まさか、先にイタズラをされるとは予想外だったけど。

 

 

「....なるほど。やられましたわね。」

 

 

 

「....ま、これからもよろしくねー。」

 

 

 

「....嫌ですわ。」

 

 

 

「えっ?」

 

 

 

「確かにわたくしはあなたに負けました。....しかし、必ずいつか勝ってみせますわ!」

 

「そして、そう!そのために、あなたにつきまとわせていただきますわ!」

 

 

 

「....な、なによそれー!?ついてこないでよっ!」

 

 

 

「うるさーい!いつか必ずあなたの弱点を暴いて、コテンパンに打ち負かしてみせますわ!橘みずき!」

 

 

 

 

 

「....と。ここまでが、私と麗奈の初めての出会いって感じだったかな?」

 

 

「へぇー。そんな事があったのか....どうりで、麗奈さんはいつも橘に付きまとうわけだ。」

 

 

「私を勝手にライバルだと思うなんて、全く。困っちゃうわよねぇ....」

 

 

「そういや、橘もオレを勝手にライバル視してるよな。同じようなもんか。」

 

 

「むっ。

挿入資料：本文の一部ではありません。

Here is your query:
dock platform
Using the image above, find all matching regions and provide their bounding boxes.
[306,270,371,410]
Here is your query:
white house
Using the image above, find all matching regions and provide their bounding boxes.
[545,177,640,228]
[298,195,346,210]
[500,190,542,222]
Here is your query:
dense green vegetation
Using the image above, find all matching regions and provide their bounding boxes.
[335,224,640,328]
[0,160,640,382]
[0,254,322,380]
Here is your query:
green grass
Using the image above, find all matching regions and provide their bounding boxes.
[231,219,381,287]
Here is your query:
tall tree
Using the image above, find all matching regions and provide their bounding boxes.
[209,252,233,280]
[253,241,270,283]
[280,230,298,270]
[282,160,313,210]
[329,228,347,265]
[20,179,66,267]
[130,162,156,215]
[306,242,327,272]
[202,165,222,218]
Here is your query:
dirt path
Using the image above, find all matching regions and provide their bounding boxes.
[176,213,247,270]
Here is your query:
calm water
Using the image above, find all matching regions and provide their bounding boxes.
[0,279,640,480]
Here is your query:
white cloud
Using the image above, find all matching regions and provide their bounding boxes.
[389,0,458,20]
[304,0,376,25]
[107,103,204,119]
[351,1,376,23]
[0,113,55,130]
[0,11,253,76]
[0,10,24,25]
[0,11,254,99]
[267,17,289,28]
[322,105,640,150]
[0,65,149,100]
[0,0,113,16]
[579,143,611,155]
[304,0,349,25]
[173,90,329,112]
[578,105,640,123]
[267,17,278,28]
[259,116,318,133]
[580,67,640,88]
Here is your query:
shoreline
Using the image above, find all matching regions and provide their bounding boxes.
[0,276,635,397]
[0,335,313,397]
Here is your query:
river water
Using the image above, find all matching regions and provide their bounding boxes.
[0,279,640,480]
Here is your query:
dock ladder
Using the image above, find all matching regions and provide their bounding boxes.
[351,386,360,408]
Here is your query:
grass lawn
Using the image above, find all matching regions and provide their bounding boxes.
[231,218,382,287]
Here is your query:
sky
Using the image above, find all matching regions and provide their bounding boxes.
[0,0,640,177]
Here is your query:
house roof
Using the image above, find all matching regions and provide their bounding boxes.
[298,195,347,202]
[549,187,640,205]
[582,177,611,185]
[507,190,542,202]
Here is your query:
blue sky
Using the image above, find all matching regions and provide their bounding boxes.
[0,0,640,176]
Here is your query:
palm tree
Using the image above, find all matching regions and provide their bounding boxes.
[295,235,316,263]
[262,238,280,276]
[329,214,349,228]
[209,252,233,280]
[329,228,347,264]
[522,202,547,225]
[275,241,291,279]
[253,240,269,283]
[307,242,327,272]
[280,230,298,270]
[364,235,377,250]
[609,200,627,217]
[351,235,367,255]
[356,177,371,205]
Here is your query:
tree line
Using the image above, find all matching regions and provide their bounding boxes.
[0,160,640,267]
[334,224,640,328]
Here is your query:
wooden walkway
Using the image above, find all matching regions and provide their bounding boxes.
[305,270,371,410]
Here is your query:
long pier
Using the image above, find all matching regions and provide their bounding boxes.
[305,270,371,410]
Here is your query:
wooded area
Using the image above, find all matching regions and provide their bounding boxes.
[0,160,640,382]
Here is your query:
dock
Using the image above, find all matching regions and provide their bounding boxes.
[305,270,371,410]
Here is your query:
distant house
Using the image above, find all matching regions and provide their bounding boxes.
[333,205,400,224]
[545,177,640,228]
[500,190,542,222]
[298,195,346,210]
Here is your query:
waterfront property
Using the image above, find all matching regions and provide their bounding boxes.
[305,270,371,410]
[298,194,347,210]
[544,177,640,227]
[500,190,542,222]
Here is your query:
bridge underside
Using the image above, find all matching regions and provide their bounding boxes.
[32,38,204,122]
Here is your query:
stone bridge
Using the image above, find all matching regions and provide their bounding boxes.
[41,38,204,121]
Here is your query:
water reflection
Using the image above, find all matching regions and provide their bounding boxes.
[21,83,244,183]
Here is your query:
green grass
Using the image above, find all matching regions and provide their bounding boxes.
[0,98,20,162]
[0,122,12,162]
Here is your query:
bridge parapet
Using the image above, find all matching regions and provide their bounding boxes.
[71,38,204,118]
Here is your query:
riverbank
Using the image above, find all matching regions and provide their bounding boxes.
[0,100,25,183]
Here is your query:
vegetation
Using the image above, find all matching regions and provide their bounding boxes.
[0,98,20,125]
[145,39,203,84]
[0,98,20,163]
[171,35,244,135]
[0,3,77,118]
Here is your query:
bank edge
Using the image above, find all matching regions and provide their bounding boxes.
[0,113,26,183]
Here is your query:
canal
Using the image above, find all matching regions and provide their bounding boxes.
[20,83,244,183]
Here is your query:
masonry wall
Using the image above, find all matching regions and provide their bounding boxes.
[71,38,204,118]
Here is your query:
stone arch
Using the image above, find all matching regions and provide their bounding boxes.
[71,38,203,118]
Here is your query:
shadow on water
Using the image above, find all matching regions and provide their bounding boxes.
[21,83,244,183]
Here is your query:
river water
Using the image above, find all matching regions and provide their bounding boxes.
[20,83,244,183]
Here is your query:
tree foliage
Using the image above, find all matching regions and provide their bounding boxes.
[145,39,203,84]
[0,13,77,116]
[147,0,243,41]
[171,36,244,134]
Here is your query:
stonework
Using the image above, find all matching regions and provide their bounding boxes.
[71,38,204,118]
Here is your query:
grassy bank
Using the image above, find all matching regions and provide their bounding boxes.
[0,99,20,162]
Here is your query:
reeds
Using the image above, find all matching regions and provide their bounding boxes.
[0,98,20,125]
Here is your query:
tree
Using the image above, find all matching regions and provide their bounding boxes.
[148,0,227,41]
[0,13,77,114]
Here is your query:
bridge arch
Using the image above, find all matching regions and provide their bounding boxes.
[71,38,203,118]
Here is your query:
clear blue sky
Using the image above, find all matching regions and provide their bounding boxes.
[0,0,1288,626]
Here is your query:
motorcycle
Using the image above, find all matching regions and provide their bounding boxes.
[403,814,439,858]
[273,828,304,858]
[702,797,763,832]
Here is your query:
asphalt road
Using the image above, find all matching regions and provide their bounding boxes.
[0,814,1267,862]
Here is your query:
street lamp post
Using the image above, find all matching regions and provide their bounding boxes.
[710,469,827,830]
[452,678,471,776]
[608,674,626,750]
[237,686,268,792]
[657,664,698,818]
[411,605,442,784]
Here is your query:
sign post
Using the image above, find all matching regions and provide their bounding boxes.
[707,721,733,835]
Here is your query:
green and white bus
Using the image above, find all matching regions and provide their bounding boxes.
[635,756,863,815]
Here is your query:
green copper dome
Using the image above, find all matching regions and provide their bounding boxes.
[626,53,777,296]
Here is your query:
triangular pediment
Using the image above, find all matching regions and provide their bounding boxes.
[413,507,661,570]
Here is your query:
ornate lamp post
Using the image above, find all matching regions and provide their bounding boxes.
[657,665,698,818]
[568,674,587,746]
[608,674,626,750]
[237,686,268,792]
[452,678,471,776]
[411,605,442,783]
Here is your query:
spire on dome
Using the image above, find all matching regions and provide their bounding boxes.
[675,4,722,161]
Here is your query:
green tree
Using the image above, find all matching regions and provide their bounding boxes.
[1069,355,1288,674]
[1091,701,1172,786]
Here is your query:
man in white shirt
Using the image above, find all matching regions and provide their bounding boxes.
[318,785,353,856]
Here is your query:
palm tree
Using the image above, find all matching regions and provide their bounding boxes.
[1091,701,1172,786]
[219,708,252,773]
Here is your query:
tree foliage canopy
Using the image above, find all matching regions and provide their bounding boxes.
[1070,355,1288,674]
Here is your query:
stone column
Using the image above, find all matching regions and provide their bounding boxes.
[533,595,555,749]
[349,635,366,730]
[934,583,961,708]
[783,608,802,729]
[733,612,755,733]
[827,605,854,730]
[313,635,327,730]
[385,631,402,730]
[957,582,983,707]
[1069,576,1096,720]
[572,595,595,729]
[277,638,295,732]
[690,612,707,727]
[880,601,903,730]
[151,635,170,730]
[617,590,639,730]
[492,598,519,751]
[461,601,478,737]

....同じにしないでよねー!私とあんたはあんなのと違って、対等なライバル関係なんだから!」

 

 

「....どこが対等だよ?橘が勝手にオレに突っかかってるだけじゃないか。」

 

 

「はぁっ!?バカでスケベなくせに、また調子乗ってっ!そういうところ嫌いだわっ!」

 

 

「橘の方がバカだろっ!...っていうか、オレはそこまでスケベじゃないしバカじゃないよ!真面目だ!」

 

 

「あー、そう。....だったら、最初に私にキスしたいとか言ったのはなんだったんだっけ?」

 

 

「ぐっ!?そ、それは....!橘を部活から引き離さないためで....!」

 

 

「ほんとかしら?....ちょっと言い訳が苦しいなぁ〜。」

 

 

「....み、みずきちゃん、次の話行こうぜ次!そっからどうなったんだよ!」

 

 

「もう、また話逸らして!....分かったわよ、じゃ次の話に行くからね!」

 

 

そんな言い合いをしながら、私はまた過去の記憶を思い返していた。